RFR 8134802 - LCM register pressure scheduling
Dean Long
dean.long at oracle.com
Tue Sep 15 21:22:55 UTC 2015
Thanks Michael, that sounds promising.
I'm still fuzzy on how the LCM changes relate to the register pressure
settings done in PhaseChaitin::gather_lrg_masks(), so I may have more
questions after I see your new webrev. If new Matcher functions like
Matcher::float_pressure_scale() we be used to get rid of the
platform-specific ifdefs in gather_lrg_masks() at the same time, that
would be great.
dl
On 9/15/2015 1:05 PM, Berg, Michael C wrote:
> Dean:
>
> EVEX has a wider vector and more registers. We go from VecY to VecZ and from 16 xmms to 32 xmms. So I really do mean 2x.

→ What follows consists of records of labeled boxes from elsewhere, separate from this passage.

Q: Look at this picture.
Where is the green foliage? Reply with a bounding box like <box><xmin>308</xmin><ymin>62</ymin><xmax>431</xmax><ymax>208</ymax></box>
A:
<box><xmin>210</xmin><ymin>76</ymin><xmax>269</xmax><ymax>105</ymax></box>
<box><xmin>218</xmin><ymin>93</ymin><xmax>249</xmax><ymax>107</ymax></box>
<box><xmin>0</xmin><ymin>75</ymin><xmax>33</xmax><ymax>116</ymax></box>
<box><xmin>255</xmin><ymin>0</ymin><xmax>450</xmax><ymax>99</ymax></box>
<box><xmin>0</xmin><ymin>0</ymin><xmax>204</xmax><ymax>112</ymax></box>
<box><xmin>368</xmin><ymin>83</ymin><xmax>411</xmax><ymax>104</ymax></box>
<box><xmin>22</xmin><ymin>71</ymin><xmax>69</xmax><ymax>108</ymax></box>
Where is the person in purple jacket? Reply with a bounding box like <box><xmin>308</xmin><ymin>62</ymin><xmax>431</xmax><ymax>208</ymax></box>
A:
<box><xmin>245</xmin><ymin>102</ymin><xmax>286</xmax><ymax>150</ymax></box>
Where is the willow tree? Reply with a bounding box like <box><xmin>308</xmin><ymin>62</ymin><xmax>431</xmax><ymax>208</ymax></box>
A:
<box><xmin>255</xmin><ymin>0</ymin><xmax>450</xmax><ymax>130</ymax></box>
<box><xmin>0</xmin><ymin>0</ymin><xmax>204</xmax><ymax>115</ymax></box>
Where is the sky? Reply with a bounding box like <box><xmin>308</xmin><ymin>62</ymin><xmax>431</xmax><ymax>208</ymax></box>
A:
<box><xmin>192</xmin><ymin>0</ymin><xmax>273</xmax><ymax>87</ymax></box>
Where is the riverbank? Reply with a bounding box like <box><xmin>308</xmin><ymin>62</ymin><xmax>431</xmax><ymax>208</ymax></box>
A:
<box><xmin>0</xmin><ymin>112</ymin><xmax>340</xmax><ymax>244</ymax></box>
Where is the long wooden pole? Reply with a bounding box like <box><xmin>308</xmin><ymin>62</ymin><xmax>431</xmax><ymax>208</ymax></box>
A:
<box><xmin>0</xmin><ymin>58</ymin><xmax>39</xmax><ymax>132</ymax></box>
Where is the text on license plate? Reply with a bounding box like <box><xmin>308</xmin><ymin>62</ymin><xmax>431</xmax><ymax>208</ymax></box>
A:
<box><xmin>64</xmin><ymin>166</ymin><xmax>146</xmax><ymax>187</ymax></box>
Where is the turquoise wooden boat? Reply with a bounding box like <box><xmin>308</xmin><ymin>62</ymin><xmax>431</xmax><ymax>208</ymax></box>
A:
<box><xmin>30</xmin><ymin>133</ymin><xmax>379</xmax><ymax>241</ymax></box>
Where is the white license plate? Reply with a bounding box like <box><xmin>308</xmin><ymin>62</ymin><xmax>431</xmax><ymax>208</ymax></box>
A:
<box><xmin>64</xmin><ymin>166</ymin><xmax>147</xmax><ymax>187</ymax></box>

> Perhaps it would be cleaner if it returned actual threshold value of registers to trigger the algorithm (managed by the .ad file function). Then if a machine arbitrarily changes the number of float registers by something other than a scalable multiple (say you went from 32 to 48 registers), then we would have a fully accurate way to express the notion. Or if you need to express various designs all of which have different numbers of float registers available. This would give us fine granularity of control vs the course grain we now have via FLOATPRESSURE which is compile time defined. I like this approach better still, so I will augment it and put the code up later today if nobody has objections.
>
> Thanks,
> Michael
>
> -----Original Message-----
> From: hotspot-compiler-dev [mailto:hotspot-compiler-dev-bounces at openjdk.java.net] On Behalf Of Dean Long
> Sent: Tuesday, September 15, 2015 11:26 AM
> To: hotspot-compiler-dev at openjdk.java.net
> Subject: Re: RFR 8134802 - LCM register pressure scheduling
>
> Michael, can you explain more about Matcher::float_pressure_scale() and why it is needed?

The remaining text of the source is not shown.